Validating your code

Best practices

Writing ETL code is meant to be open-ended, but there are some standards that should be followed to help keep the code clean and clear.

Proper use of utility classes

There are extensive abstract-classes available for development. These can do things like download and unzip a file to disk (tasks.base_tasks.DownloadUnzipTask) and import a CSV on disk to a temporary table (tasks.base_tasks.CSV2TempTableTask). These classes should be used when possible to minimize specialized ETL code. In particular, these tasks save output to well-known locations so as to avoid redundantly running the same tasks.

Clearly documented command that runs a WrapperTask to create everything

Oftentimes an ETL will have to loop over a parameter to get all the data – for example, if a dataset is available online year-by-year, it may make sense to write a single task that downloads one year’s file, with an parameter specifying which year.

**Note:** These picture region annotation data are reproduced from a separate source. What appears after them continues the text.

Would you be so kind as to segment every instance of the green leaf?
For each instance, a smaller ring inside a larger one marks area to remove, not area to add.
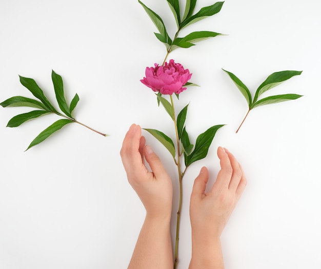
[[[172,106],[171,103],[167,101],[167,100],[162,96],[157,95],[157,99],[161,101],[161,103],[162,103],[162,104],[165,108],[166,112],[168,113],[168,115],[171,118],[172,120],[174,120],[174,111],[173,110],[173,107]]]
[[[302,73],[302,71],[286,71],[272,74],[257,88],[253,102],[256,102],[258,97],[263,93],[279,85],[294,76],[300,75]]]
[[[44,104],[34,99],[23,96],[14,96],[0,103],[4,107],[10,106],[28,106],[47,110],[48,108]]]
[[[35,119],[45,114],[47,114],[48,113],[51,113],[46,110],[34,110],[27,113],[17,115],[9,121],[7,127],[12,127],[18,126],[27,121]]]
[[[167,0],[167,3],[170,8],[175,20],[176,20],[177,27],[179,27],[180,24],[180,15],[179,15],[179,2],[178,0]]]
[[[33,96],[41,101],[46,106],[47,109],[57,113],[53,106],[50,103],[47,97],[45,96],[43,90],[40,88],[34,80],[32,78],[25,78],[19,76],[20,82],[25,87],[29,89]]]
[[[194,145],[190,144],[188,147],[186,148],[184,148],[183,146],[183,149],[184,150],[184,153],[186,156],[189,156],[191,153],[192,153],[192,150],[193,150],[193,148],[194,147]]]
[[[163,144],[168,150],[173,158],[175,160],[175,150],[173,141],[166,134],[154,129],[144,129],[154,136],[158,141]]]
[[[197,137],[194,150],[185,160],[187,166],[206,156],[216,131],[224,126],[220,125],[212,126]]]
[[[187,156],[189,155],[192,152],[194,145],[191,144],[190,142],[189,138],[188,137],[188,133],[187,133],[187,132],[186,131],[186,129],[185,127],[182,132],[180,141],[182,141],[182,145],[184,149],[186,165],[186,160],[187,159]]]
[[[159,106],[159,103],[160,103],[160,100],[159,99],[158,99],[158,96],[162,96],[162,94],[161,93],[161,92],[158,92],[157,94],[155,94],[157,98],[157,103],[158,105],[158,106]]]
[[[232,79],[232,80],[233,80],[233,82],[235,84],[236,87],[237,87],[239,91],[242,93],[244,97],[245,97],[246,101],[249,105],[249,107],[250,107],[251,105],[252,105],[252,96],[248,87],[234,74],[227,71],[226,70],[224,70],[223,69],[222,70]]]
[[[53,70],[51,72],[51,78],[55,93],[56,94],[56,99],[59,105],[59,107],[62,111],[67,116],[72,118],[69,107],[67,104],[65,98],[65,93],[64,92],[64,83],[61,76],[56,74]]]
[[[185,19],[181,24],[180,29],[184,28],[207,17],[212,16],[218,13],[220,11],[224,3],[224,2],[217,2],[212,6],[202,8],[196,14]]]
[[[192,33],[187,35],[185,37],[183,37],[182,40],[183,42],[195,43],[211,37],[215,37],[215,36],[220,35],[222,35],[222,34],[209,31],[193,32]]]
[[[184,49],[188,49],[191,47],[195,46],[195,44],[192,44],[189,42],[186,42],[183,40],[183,38],[182,37],[176,37],[173,43],[172,43],[172,48],[171,51],[172,51],[174,50],[177,49],[177,48],[183,48]]]
[[[300,97],[302,97],[302,95],[293,94],[283,94],[269,96],[269,97],[266,97],[266,98],[263,98],[261,100],[259,100],[253,104],[252,107],[251,107],[251,109],[261,105],[267,105],[269,104],[275,104],[275,103],[285,102],[286,101],[289,101],[290,100],[295,100],[299,98]]]
[[[167,38],[166,38],[166,37],[165,37],[165,36],[162,35],[161,34],[158,34],[158,33],[154,33],[154,34],[155,34],[155,35],[157,37],[157,39],[158,39],[162,43],[164,43],[166,48],[168,50],[168,49],[169,49],[170,44],[167,43],[168,41],[167,40]]]
[[[31,147],[33,147],[36,145],[42,142],[44,140],[48,138],[54,132],[60,130],[63,127],[68,123],[71,123],[74,122],[71,120],[59,120],[54,122],[49,127],[45,129],[42,132],[41,132],[37,137],[36,137],[32,142],[30,143],[28,148],[26,151],[28,150]]]
[[[172,40],[169,38],[168,34],[167,34],[167,31],[166,31],[166,28],[165,27],[165,25],[164,24],[163,20],[158,16],[157,14],[156,14],[154,11],[153,11],[151,9],[148,8],[145,5],[144,5],[142,2],[138,0],[138,3],[142,5],[144,9],[146,11],[148,16],[151,18],[156,28],[159,31],[159,33],[164,37],[166,38],[166,43],[168,43],[170,45],[171,44]],[[157,37],[158,38],[158,37]],[[163,42],[163,41],[162,41]]]
[[[178,139],[179,140],[180,140],[182,132],[183,132],[184,125],[185,124],[185,120],[186,119],[186,114],[187,114],[188,107],[188,104],[182,109],[177,116],[177,131],[178,132]]]
[[[78,96],[78,95],[76,94],[74,98],[71,100],[71,102],[70,102],[70,114],[72,115],[72,113],[73,112],[74,109],[76,107],[76,106],[77,105],[77,104],[78,103],[78,101],[79,101],[79,96]]]
[[[192,16],[195,6],[196,4],[197,0],[186,0],[186,5],[185,6],[185,11],[183,15],[182,21],[184,21],[186,18]]]
[[[199,87],[199,85],[197,84],[195,84],[192,82],[186,82],[185,85],[183,85],[184,87],[188,86],[196,86],[196,87]]]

luigi.WrapperTask is a way to make sure such tasks are executed for every relevant parameter programmatically. A powerful example of this can be found with tasks.us.AllZillow, which executes a tasks.us.zillow.Zillow task once for each geography level, year, and month in that year.

A generic example of using a luigi.WrapperTask:

from luigi import WrapperTask, Task, Parameter

class MyTask(Task):
    '''
    This task needs to be run for each possible `geog`
    '''

    geog = Parameter()

    def run(self):
        pass

    def output(self):
        pass


class MyWrapperTask(WrapperTask):
    '''
    Execute `MyTask` once for each possible `geog`.
    '''

    def requires(self):
        for geog in ('state', 'county', 'city'):
            yield MyTask(geog=geog)

Use parameters only when necessary

Tasks are unique to their parameters. In other words, if a task is run once with a certain set of parameters, it will not be run again unless the output it generated is deleted.

Therefore it’s very important to not have parameters available in a Task’s definition that do not affect its result. If you have such extraneous parameters, it would be possible to run a task redundantly.

An example of this:

from tasks.base_tasks import DownloadUnzipTask

class MyBadTask(DownloadUnzipTask):

    goodparam = Parameter()
    badparam = Parameter()

    def url(self):
        return 'http://somesite/with/data/{}'.format(self.goodparam)

tasks.base_tasks.DownloadUnzipTask will generate the location for a unique output file automatically based off of all its params, but badparam above doesn’t actually affect the file being downloaded. That means if we change badparam we’ll download the same file twice.

Use default parameter values sparingly

The above bad practice is easily paired with setting default values for parameters. For example:

from tasks.base_tasks import DownloadUnzipTask

class MyBadTask(DownloadUnzipTask):
    '''
    My URL doesn't depend on `badparam`!
    '''

    goodparam = Parameter()
    badparam = Parameter(default='foo')

    def url(self):
        return 'http://somesite/with/data/{}'.format(self.goodparam)

Now it’s easy to simply forget that badparam even exists! But it still affects the output filename, making it noisy and less clear which parameters actually matter.

Keep fewer than 1000 columns per table

Postgres has a hard limit on the number of columns. If you create a tasks.base_tasks.TableTask whose columns method returns a OrderedDict with much more than 1000 columns, the task will fail.

In such cases, you’ll want to split your tasks.base_tasks.TableTask into several pieces, likely pulling columns from the same tasks.base_tasks.ColumnsTask. There is no limit on the number of columns in a tasks.base_tasks.ColumnsTask.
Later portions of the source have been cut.